Crime fiction has long made use of actual cases and events to sustain fictional narratives. What began in De Quincey's time ("On Murder Considered as One of the Fine Arts"), has now become the bedrock for what is predominantly a reality-based genre. But basing novels on actual events also has its disadvantages. The danger is that reporting and research can become substitutes for depth and the imaginative process. Both these evocative novels- one published in April and the other not until July- are based on real events- Atkins’s on the Fatty Arbuckle-Virginia Rappe case, as investigated by Hammett in San Francisco in 1921, and Abbott’s on the trunk murders of the early 1930s. But the latter, centered on a woman trapped by gender and class, and which reads like a cross between a pre-production code Hollywood movie and a David Lynch horror film, is, I think, the more perceptive and imaginative of the two. Abbot's characters jump off the page, which means they, as much as the plot, are responsible for creating much of the narrative tension. At the same time, she allows events to proceed to their logical, if horrific, conclusion. On the other hand, Devil’s Garden reads less like a work of the imagination, and more like reportage, even when he’s clearly riffing on what might or might not have taken place, which he does most effectively in the scenes in which Hearst and Marion Davies appear. Not that reportage is necessarily a bad thing, but these days I find myself looking for something more in my crime fiction. For example, Atkins’s previous novel, White Shadow, which, for me, was one of the best crime novels of the past couple years (I haven’t read Wicked City, though I intend to do so), and a novel that not only depicts an era but is precise and perceptive when it comes its portrayals, locale and the contours of the case. For me, Devil’s Garden, unlike Bury Me Deep, just doesn't go far enough. But then Atkins has probably set himself a harder task. After all, so much has been written about both Arbuckle and Hammett, from Jerry Stahl to Joe Gores. Having said that, the trunk murders, as Abbott acknowledges in her Afterward, has also been documented. Maybe it’s just a matter of having become jaded from reading too much crime fiction, or not being in the right frame of mind when I read Atkins’s novel. Anyway, don’t take my word for it. Read both novels when they appear and decide for yourself. Now to get on to Wicked City...

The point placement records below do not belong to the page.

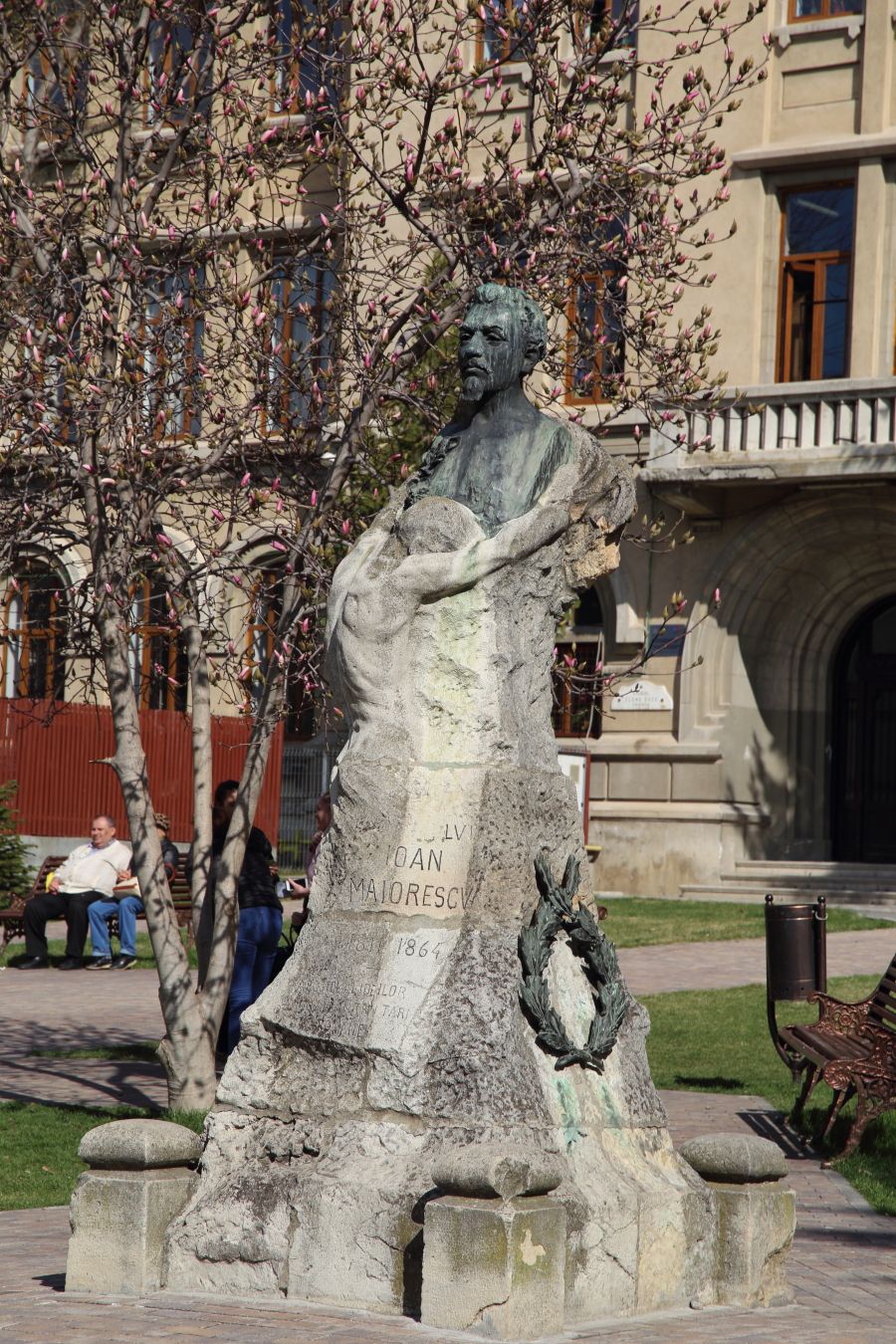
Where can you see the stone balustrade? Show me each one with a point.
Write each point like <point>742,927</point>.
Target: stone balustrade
<point>782,432</point>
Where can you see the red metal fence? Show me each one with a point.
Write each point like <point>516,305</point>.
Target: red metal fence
<point>60,789</point>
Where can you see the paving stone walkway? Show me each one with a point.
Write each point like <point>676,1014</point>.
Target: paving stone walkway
<point>842,1266</point>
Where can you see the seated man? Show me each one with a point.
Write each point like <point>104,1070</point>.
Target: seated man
<point>126,906</point>
<point>89,874</point>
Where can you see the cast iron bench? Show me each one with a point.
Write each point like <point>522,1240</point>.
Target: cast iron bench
<point>12,918</point>
<point>852,1047</point>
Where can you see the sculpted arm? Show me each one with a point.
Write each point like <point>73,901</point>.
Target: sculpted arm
<point>452,571</point>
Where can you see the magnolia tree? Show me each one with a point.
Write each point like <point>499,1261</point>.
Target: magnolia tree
<point>234,241</point>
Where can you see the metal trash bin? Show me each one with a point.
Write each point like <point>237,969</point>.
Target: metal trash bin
<point>795,961</point>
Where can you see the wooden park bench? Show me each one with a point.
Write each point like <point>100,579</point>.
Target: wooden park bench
<point>12,918</point>
<point>852,1047</point>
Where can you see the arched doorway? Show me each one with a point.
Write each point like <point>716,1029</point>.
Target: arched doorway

An added note: I was interested to see that Atkins acknowledges Don Herron and David Fecheimer, as having helped him in his research for Devil’s Garden. It’s not surprising. Herron is the authority on Hammett’s SF (as well as author of an excellent book on Willeford), and Fecheimer is the well-known San Francisco private investigator, or at least well known to readers of crime fiction. Interestingly, I knew Fecheimer when we were both at San Francisco State and even remember the day when, after finishing the Maltese Falcon, he got himself hired as a private investigator. I had also recently read Hammett, and the same idea had occurred to me, that it might be interesting to be a private investigator, though I was too busy with others things to pursue the matter. The last time I saw David I was reading Borges, and I remember him recommending I try De Quincey, probably thinking about “On Murder Considered as One of the Fine Arts.” Maybe in some Brogesian universe we’ve swapped places, though I don’t know if I’ve ever had the patience to be a private eye. Though the research aspect might be another matter.